# Saw Till Project



## schnewj (Nov 18, 2013)

Thought I would share this project with the forum.

I'm working out of a garage and hence have very little space. I got tired of my hand saws being stacked up and getting banged around. So, I decided to build a saw till to store my saws.

So, I gathered up some scrap pieces lying around and built the till. the sides are 3/4" oak plywood, the rails, stiles and drawers are made out of poplar and the panels are 1/4" underlay plywood that had some decent grain.

The till will hold 12 full sized hand saws and 11 smaller panel type saws. there is a place to hang my saw vice and three drawers to hold miscellaneous small items like files, jointer, and saw sets.

I used Varathane water based light oak stain and poly just to try it out. I have mixed feelings about it and don't know that I would use it again.

My next project might be a twin to the till to hold my hand planes. I left room next to the till to hang the plane cabinet. I already have the sides cut out and ready to go. I just have to find the time to build it.

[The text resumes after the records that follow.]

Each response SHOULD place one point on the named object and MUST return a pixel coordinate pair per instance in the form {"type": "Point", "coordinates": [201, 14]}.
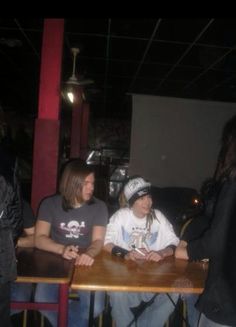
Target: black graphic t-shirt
{"type": "Point", "coordinates": [73, 227]}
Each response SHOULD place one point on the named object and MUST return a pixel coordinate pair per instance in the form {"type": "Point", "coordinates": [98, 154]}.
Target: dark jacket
{"type": "Point", "coordinates": [11, 223]}
{"type": "Point", "coordinates": [217, 301]}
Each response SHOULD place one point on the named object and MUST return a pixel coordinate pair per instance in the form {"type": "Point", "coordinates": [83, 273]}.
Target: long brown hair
{"type": "Point", "coordinates": [71, 183]}
{"type": "Point", "coordinates": [226, 164]}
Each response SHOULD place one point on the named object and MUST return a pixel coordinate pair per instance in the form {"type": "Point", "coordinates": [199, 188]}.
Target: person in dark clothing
{"type": "Point", "coordinates": [10, 227]}
{"type": "Point", "coordinates": [23, 291]}
{"type": "Point", "coordinates": [217, 303]}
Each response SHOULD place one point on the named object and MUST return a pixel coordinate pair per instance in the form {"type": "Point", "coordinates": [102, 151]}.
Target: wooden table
{"type": "Point", "coordinates": [110, 273]}
{"type": "Point", "coordinates": [35, 266]}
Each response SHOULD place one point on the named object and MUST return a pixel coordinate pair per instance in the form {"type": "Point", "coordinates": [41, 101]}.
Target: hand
{"type": "Point", "coordinates": [70, 252]}
{"type": "Point", "coordinates": [181, 252]}
{"type": "Point", "coordinates": [134, 255]}
{"type": "Point", "coordinates": [154, 256]}
{"type": "Point", "coordinates": [84, 260]}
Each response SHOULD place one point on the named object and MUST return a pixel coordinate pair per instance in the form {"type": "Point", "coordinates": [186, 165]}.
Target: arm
{"type": "Point", "coordinates": [27, 239]}
{"type": "Point", "coordinates": [87, 258]}
{"type": "Point", "coordinates": [212, 243]}
{"type": "Point", "coordinates": [44, 242]}
{"type": "Point", "coordinates": [181, 251]}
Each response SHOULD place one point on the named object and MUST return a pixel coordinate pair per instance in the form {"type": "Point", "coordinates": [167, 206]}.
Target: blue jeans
{"type": "Point", "coordinates": [78, 311]}
{"type": "Point", "coordinates": [205, 322]}
{"type": "Point", "coordinates": [20, 292]}
{"type": "Point", "coordinates": [192, 313]}
{"type": "Point", "coordinates": [153, 316]}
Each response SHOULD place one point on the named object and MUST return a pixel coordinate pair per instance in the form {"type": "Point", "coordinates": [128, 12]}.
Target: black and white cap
{"type": "Point", "coordinates": [136, 188]}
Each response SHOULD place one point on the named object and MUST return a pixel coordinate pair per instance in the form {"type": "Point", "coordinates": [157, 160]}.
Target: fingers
{"type": "Point", "coordinates": [154, 256]}
{"type": "Point", "coordinates": [84, 260]}
{"type": "Point", "coordinates": [70, 252]}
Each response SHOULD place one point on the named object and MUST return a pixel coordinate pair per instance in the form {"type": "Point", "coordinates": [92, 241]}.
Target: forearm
{"type": "Point", "coordinates": [108, 247]}
{"type": "Point", "coordinates": [168, 251]}
{"type": "Point", "coordinates": [43, 242]}
{"type": "Point", "coordinates": [26, 241]}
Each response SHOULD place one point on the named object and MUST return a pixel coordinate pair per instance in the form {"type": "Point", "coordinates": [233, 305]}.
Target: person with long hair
{"type": "Point", "coordinates": [135, 232]}
{"type": "Point", "coordinates": [72, 224]}
{"type": "Point", "coordinates": [217, 303]}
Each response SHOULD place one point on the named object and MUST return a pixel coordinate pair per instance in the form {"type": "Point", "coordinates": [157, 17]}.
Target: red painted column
{"type": "Point", "coordinates": [47, 125]}
{"type": "Point", "coordinates": [85, 130]}
{"type": "Point", "coordinates": [76, 126]}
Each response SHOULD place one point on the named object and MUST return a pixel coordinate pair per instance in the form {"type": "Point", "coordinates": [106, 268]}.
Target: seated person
{"type": "Point", "coordinates": [72, 224]}
{"type": "Point", "coordinates": [140, 232]}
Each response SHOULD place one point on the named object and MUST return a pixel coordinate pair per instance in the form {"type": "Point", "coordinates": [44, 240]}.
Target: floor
{"type": "Point", "coordinates": [34, 319]}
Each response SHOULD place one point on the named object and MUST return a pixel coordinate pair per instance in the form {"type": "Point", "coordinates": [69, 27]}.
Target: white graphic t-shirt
{"type": "Point", "coordinates": [125, 230]}
{"type": "Point", "coordinates": [73, 227]}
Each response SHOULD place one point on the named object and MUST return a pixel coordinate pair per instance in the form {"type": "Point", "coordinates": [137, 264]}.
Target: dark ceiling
{"type": "Point", "coordinates": [189, 58]}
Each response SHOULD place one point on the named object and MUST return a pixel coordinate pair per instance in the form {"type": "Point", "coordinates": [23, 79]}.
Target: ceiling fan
{"type": "Point", "coordinates": [72, 84]}
{"type": "Point", "coordinates": [73, 80]}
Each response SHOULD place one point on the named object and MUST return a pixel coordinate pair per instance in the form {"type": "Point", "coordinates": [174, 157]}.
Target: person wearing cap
{"type": "Point", "coordinates": [139, 232]}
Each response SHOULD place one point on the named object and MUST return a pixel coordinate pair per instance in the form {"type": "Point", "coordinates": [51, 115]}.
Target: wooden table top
{"type": "Point", "coordinates": [111, 273]}
{"type": "Point", "coordinates": [34, 266]}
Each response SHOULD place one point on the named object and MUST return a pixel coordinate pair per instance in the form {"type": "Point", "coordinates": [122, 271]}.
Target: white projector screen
{"type": "Point", "coordinates": [174, 141]}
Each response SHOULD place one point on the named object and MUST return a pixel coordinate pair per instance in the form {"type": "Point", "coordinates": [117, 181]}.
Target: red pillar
{"type": "Point", "coordinates": [85, 130]}
{"type": "Point", "coordinates": [76, 126]}
{"type": "Point", "coordinates": [47, 125]}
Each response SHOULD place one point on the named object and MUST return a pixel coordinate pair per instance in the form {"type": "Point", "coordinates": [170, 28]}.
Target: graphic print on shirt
{"type": "Point", "coordinates": [140, 237]}
{"type": "Point", "coordinates": [74, 229]}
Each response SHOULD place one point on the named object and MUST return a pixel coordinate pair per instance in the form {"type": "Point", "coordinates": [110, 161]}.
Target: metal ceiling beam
{"type": "Point", "coordinates": [26, 37]}
{"type": "Point", "coordinates": [185, 53]}
{"type": "Point", "coordinates": [145, 53]}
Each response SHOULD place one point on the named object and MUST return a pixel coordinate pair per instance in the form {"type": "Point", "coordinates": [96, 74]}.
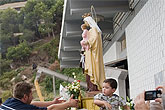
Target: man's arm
{"type": "Point", "coordinates": [46, 103]}
{"type": "Point", "coordinates": [42, 104]}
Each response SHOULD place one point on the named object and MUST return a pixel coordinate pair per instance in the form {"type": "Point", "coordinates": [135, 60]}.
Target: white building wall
{"type": "Point", "coordinates": [113, 53]}
{"type": "Point", "coordinates": [145, 37]}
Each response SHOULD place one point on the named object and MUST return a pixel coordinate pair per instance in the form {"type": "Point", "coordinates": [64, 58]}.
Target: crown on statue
{"type": "Point", "coordinates": [86, 15]}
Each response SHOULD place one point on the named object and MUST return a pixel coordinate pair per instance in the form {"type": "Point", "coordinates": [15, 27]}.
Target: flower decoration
{"type": "Point", "coordinates": [129, 103]}
{"type": "Point", "coordinates": [74, 87]}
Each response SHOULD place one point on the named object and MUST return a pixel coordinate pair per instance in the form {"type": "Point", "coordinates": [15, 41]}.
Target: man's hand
{"type": "Point", "coordinates": [56, 100]}
{"type": "Point", "coordinates": [140, 103]}
{"type": "Point", "coordinates": [73, 102]}
{"type": "Point", "coordinates": [161, 87]}
{"type": "Point", "coordinates": [107, 105]}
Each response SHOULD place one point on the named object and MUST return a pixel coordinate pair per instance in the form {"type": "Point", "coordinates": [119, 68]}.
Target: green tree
{"type": "Point", "coordinates": [9, 23]}
{"type": "Point", "coordinates": [4, 65]}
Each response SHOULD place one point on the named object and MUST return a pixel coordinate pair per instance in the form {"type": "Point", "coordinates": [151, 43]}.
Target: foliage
{"type": "Point", "coordinates": [5, 95]}
{"type": "Point", "coordinates": [20, 52]}
{"type": "Point", "coordinates": [9, 21]}
{"type": "Point", "coordinates": [51, 48]}
{"type": "Point", "coordinates": [2, 2]}
{"type": "Point", "coordinates": [4, 65]}
{"type": "Point", "coordinates": [5, 79]}
{"type": "Point", "coordinates": [28, 35]}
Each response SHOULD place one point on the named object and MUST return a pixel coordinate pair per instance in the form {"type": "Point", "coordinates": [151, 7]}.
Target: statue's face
{"type": "Point", "coordinates": [86, 23]}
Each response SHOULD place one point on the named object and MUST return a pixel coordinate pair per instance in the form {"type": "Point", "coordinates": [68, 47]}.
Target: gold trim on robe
{"type": "Point", "coordinates": [94, 66]}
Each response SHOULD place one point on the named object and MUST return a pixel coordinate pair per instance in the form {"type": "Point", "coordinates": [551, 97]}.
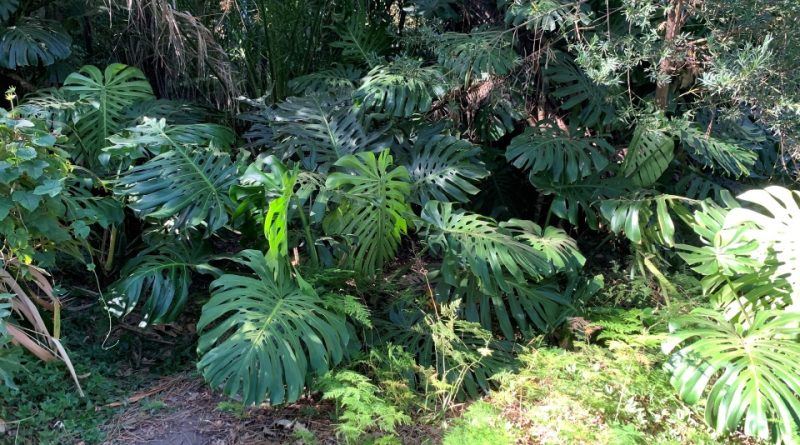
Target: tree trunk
{"type": "Point", "coordinates": [675, 20]}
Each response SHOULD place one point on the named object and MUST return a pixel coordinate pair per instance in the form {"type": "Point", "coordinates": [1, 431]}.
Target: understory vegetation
{"type": "Point", "coordinates": [492, 221]}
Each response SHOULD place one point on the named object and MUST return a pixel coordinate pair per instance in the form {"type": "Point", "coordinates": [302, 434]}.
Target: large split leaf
{"type": "Point", "coordinates": [444, 168]}
{"type": "Point", "coordinates": [374, 209]}
{"type": "Point", "coordinates": [159, 279]}
{"type": "Point", "coordinates": [568, 156]}
{"type": "Point", "coordinates": [184, 184]}
{"type": "Point", "coordinates": [262, 337]}
{"type": "Point", "coordinates": [748, 375]}
{"type": "Point", "coordinates": [401, 88]}
{"type": "Point", "coordinates": [477, 55]}
{"type": "Point", "coordinates": [105, 97]}
{"type": "Point", "coordinates": [649, 155]}
{"type": "Point", "coordinates": [318, 131]}
{"type": "Point", "coordinates": [491, 251]}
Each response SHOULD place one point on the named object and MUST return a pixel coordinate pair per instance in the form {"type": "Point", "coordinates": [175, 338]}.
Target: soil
{"type": "Point", "coordinates": [183, 410]}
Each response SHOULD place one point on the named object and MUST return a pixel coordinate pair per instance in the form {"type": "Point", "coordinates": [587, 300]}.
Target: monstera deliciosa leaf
{"type": "Point", "coordinates": [31, 42]}
{"type": "Point", "coordinates": [491, 251]}
{"type": "Point", "coordinates": [150, 139]}
{"type": "Point", "coordinates": [648, 157]}
{"type": "Point", "coordinates": [716, 153]}
{"type": "Point", "coordinates": [159, 278]}
{"type": "Point", "coordinates": [443, 167]}
{"type": "Point", "coordinates": [374, 209]}
{"type": "Point", "coordinates": [318, 131]}
{"type": "Point", "coordinates": [104, 98]}
{"type": "Point", "coordinates": [748, 374]}
{"type": "Point", "coordinates": [401, 88]}
{"type": "Point", "coordinates": [476, 55]}
{"type": "Point", "coordinates": [262, 337]}
{"type": "Point", "coordinates": [567, 155]}
{"type": "Point", "coordinates": [776, 217]}
{"type": "Point", "coordinates": [580, 95]}
{"type": "Point", "coordinates": [362, 40]}
{"type": "Point", "coordinates": [184, 184]}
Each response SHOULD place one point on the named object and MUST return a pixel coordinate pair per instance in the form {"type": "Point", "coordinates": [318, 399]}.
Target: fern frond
{"type": "Point", "coordinates": [491, 251]}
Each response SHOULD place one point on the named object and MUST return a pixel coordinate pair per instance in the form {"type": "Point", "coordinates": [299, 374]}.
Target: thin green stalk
{"type": "Point", "coordinates": [312, 247]}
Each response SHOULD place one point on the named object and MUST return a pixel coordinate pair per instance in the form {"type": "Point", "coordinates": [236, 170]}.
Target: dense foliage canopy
{"type": "Point", "coordinates": [434, 175]}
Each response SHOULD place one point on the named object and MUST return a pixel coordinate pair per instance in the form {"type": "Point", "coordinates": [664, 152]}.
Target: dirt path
{"type": "Point", "coordinates": [182, 410]}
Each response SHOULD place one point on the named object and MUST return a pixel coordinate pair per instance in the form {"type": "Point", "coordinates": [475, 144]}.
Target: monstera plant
{"type": "Point", "coordinates": [742, 356]}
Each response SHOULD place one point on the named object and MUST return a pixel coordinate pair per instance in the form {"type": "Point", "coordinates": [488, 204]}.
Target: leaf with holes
{"type": "Point", "coordinates": [263, 338]}
{"type": "Point", "coordinates": [648, 157]}
{"type": "Point", "coordinates": [569, 156]}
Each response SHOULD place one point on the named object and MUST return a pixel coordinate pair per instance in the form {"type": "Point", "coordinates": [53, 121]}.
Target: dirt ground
{"type": "Point", "coordinates": [182, 410]}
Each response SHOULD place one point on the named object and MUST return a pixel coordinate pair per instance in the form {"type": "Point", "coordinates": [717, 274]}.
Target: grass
{"type": "Point", "coordinates": [592, 395]}
{"type": "Point", "coordinates": [608, 389]}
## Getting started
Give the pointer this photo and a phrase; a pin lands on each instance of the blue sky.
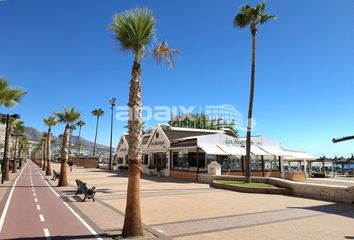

I apologize for the glare on the last picture but it is mounted right next to a window and I couldn't eliminate the glare. Most of the saws in the till are some of the ones that I have refurbished, or are future refurbish projects.

Enjoy,

Bll


----------



## old55 (Aug 11, 2013)

Very nice job Bill, congratulations.


----------



## TwoSkies57 (Feb 23, 2009)

Great job on the till, Bill!! 

I saw the pics for this and said Dangggggggg....there's my handplane til *L* I started a build for my planes almost 2 years ago I think, and things keep coming up and I've still not finished it. Almost identical to yours with the exception of the nicely curved sides. Very nice touch....I may just "borrow" the idea. 

I don't know which sharpening method you use, I'm a scary sharp kinda guy. My planes are to build in a plate glass sharpening board under the drawers. 

anyways,,, great build.. thanks for posting

Bill


----------



## Semipro (Mar 22, 2013)

Nicely done Bill, if you can just remember to put them back now when you're done with them.


----------



## jw2170 (Jan 24, 2008)

Fine effort, Bill.

Even I go to a hand tool from time to time and it makes the result even better.


----------



## Fraise (May 19, 2012)

That's terrific. Mine hang on toggles on the back of a door. Now every time I go past I'll feel guilty.


----------



## billyjim (Feb 11, 2012)

Very nice Bill. And you call these "scraps"?


----------



## DesertRatTom (Jul 3, 2012)

That is a really nice looking project. Good use of scrap, doesn't look like it was made of leftovers at all.


----------



## jamessyl (Jan 26, 2014)

Very nice job on the saw till. Good for you!

Jim


----------



## beemor (Feb 29, 2012)

Beautiful work Bill. Mine hang from ceiling joists on hooks - not for long!


----------



## thomas1389 (Jan 4, 2012)

Very nice job!!


----------



## whimsofchaz (Jun 6, 2013)

Nice job Bill. Gives me something to think about when I want to combine my saws and hand planes - Thanks for showing it


----------



## schnewj (Nov 18, 2013)

Thanks to all for the positive replies.

Your comments just make me want to start on the hand plane cabinet that will be a twin to the till.

I have the sides cut out already, but I am still working on the final layout design. Hopefully, in the next few weeks I will find the time to do the project.

Bill


----------



## bosox (Jun 12, 2012)

That's a nice build! The design is excellent. Well done.


----------